Having just finished a two-week stint at the Rio in Las Vegas, I hereby declare it to be a good trip. In poker terms, this translates to leaving with more than you came with and paying for your hotel and restaurant expenses. A great trip would include a final table and more profit.
I was one of the entrants in a Day 1 record-breaking 5,918 entries into the senior event. I placed 148th for a $4,340 purse.
There’s a certain agony of defeat that goes along with a cash like this because the deep money feels ever so close. My June column, How to Avoid Tournament Mistakes, speaks volumes and I thought it would be interesting to grade myself on the categories listed:
FATIGUE … B: After the seven-hour drive from Tucson, I gave myself ample time for rest and get-ready time, which included diet, exercise and study.

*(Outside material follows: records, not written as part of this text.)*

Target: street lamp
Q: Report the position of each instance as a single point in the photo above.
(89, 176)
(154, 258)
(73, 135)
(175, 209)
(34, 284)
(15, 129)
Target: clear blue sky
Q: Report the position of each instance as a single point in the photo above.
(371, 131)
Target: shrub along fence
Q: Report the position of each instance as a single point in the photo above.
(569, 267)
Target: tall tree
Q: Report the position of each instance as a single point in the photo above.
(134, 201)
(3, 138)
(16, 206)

But I made two poor plays through the course of the 10 hours of Day 1.
Tournaments can be a bit grueling and while I came in with plenty of sleep, fatigue set in early and I needed to put my break time to better use.

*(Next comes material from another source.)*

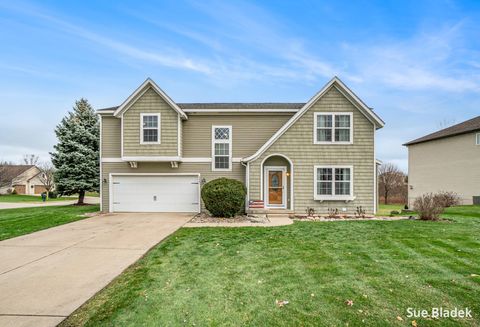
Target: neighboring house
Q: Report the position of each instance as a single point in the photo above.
(447, 160)
(156, 154)
(24, 179)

Yes, there are long lines to use the bathroom, but we must plan for that. As it says in June’s column: “Mistakes happen when fatigue sets in.”
STAGES … C: One of my poor habits is being too active early on. This is fine for a fast tournament, (30-minute blinds) but the World Series of Poker is a slow structure with plenty of chips and time. “Avoid trying to win the event too early.” And how I wish I had reread my column before I played.

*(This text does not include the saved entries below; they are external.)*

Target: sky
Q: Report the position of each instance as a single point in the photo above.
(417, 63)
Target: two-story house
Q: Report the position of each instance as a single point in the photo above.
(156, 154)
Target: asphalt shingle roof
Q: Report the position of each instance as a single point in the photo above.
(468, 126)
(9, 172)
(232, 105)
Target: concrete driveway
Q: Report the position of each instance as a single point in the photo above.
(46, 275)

TOO TIGHT … A: I never have to worry about playing too tight. I was mixing things up and changing gears.
STACKS … C: As fatigue wears on into Day 2, my awareness of what I call “the everything” started to wane. I really needed a poker buddy to talk it over with, late on Day 2. I needed a coach. What a novel concept.
BUBBLE PLAY … A: I was able to take advantage of the tight play and chip up when approaching the money.
All in all, I had a great time over two weeks at the Rio. I paced myself, met all kinds of players from all over the country and all over the world. Plan ahead, and I hope to meet you in Las Vegas in 2019.